The ruddy tody-flycatcher is 9.5 to 10.2 cm long and weighs 6.5 to 8.3 g. Adult males have a cinnamon-rufous forehead and a sooty-black crown. Their face is mostly cinnamon-rufous. Their back, rump, and uppertail coverts are dark olive. Their wings are dark olive with greenish yellow edges on the inner flight feathers and cinnamon-rufous tips on the coverts; the latter show as two wing bars. Their tail is dark olive. Their throat and breast are a slightly paler cinnamon-rufous than the face. Their belly is grayish with a brownish tinge on the flanks. Their iris is dark and their bill, legs, and feet are gray to blackish. Females have a grayer crown than males but are otherwise the same.

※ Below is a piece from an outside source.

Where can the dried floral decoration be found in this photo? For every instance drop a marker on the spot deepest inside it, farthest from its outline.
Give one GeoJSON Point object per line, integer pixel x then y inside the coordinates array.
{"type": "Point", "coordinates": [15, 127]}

==Distribution and habitat==

The ruddy tody-flycatcher is found on tepuis, primarily in southeastern Bolívar state in southeastern Venezuela and also slightly into adjoining western Guyana and northern Brazil. It primarily inhabits the edges of humid to wet forest heavy with mosses and the undergrowth in mature secondary forest. It also occurs at the edges of stunted woodlands dominated by Melastomataceae. In elevation it ranges between 1200 and 2500 m.

==Behavior==
===Movement===

The ruddy tody-flycatcher is a year-round resident.

===Feeding===

The ruddy tody-flycatcher feeds on insects. It typically forages in pairs and very seldom joins mixed-species feeding flocks. It mostly forages in dense vegetation up to about 2 m above the ground. It takes prey from foliage with short upward or forward sallies from a perch.

===Breeding===

Nothing is known about the ruddy tody-flycatcher's breeding biology.

===Vocalization===

The ruddy tody-flycatcher's call is "a weak dull tsuk, sick, tr'r'r'r'r'r'r'r'r" that is sometimes followed by two or three "short bursts of trills". Its elements are sometimes given separately, When it is agitated it gives variations like "chip-t'b'r'r'r'r, squeeeeo, [or] t'b'r'r'r with a squeak in the middle".

==Status==

The IUCN has assessed the ruddy tody-flycatcher as being of Least Concern. It has a limited range; its population size is not known and is believed to be decreasing. No immediate threats have been identified. It is considered uncommon to common on various tepuis. "Tepuis within this species' range are rather unaffected by human disturbance owing to their inaccessibility, but vegetation on the tepuis is especially sensitive to fire and other disturbances; gold-prospectors and uncontrolled tourism have recently had severe adverse impacts locally."